By Irina B. Grafova, Pamela B. de Cordova, Jennifer Polakowski, and Jessica Anderson

Are workplace emotional well-being programs available for New Jersey nurses? To answer this question, on April 23, 2024, we launched a statewide survey targeting nurses who attended the Virtual Schwartz Rounds (VSR) emotional support program. We aimed to understand more about the nurses interested in improving their well-being by accessing peer-to-peer support.

Out of 2,346 nurses who, over the past three years, registered for at least one VSR session, currently 273 (11.6%) nurses responded to our survey invitation. We queried nurses about the utilization of emotional well-being services and programs, including the availability and utilization of workplace emotional well-being programs.

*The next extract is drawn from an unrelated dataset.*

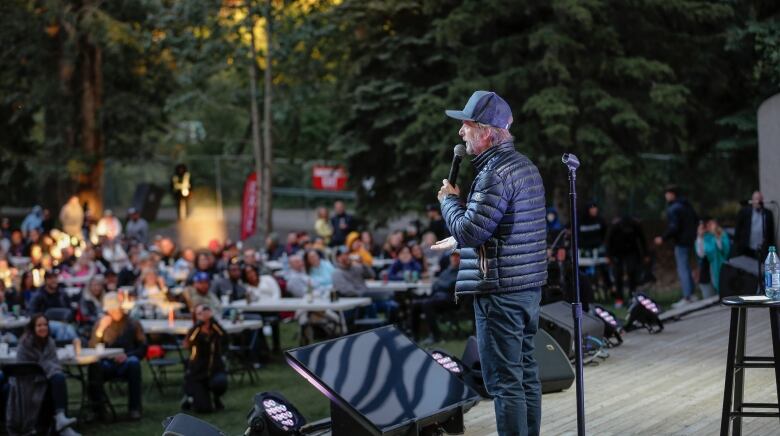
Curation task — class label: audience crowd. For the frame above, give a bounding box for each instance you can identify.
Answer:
[0,187,774,435]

Not surprisingly, only 54% of the respondents reported having a workplace emotional well-being program and the availability of these workplace emotional well-being programs varied drastically by specialty. For example, only 39% of school nurses reported having a workplace emotional well-being program compared to 80% of nurses who work in hospitals.  While a high number of hospital nurses reported that they have an emotional well-being program in place, this number does not reflect how many nurses access these programs.

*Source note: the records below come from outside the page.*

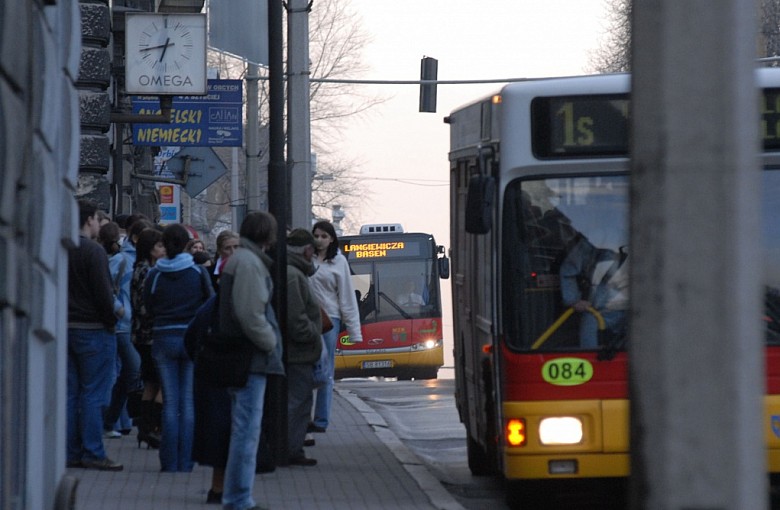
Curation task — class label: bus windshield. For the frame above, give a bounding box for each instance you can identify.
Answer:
[502,169,780,351]
[502,175,630,350]
[350,259,441,324]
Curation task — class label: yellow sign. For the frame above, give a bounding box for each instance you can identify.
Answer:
[344,241,404,259]
[542,358,593,386]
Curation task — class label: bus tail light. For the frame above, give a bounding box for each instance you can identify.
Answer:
[539,416,582,445]
[505,418,528,446]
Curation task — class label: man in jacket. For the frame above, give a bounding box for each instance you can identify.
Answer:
[67,200,122,471]
[219,211,284,510]
[285,228,322,466]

In fact, of those who reported having access to a workplace emotional well-being program, 52% utilized it in the past three years. This highlights the need for state-level, non-employer based-programs, such as the VSR, that are open to nurses regardless of specialty or work environment.

There were also regional differences in accessing the workplace emotional support programs. For example, fewer nurses reported having a workplace emotional support program in North (51%) and Central (45%) New Jersey than in South (66%) New Jersey.  Nonetheless, the fact that on average more than ½ the nurses in New Jersey have access to emotional support programs either through their employment or through non-employer-based programs such as VSR is promising.

Overall, there still remains a need to increase emotional support program availability and more importantly, make nurses aware of the availability of such programs. Since all nurses in our sample have previously registered for the VSR, these nurses are making an effort to seek and attend emotional well-being support. This does not account for nurses who don’t have access to emotional support programs at their place of employment and do not know about the VSR programs. Our results underscore significant inequities in the availability of workplace emotional well-being support services for nurses and indicate the need for improved access to these programs.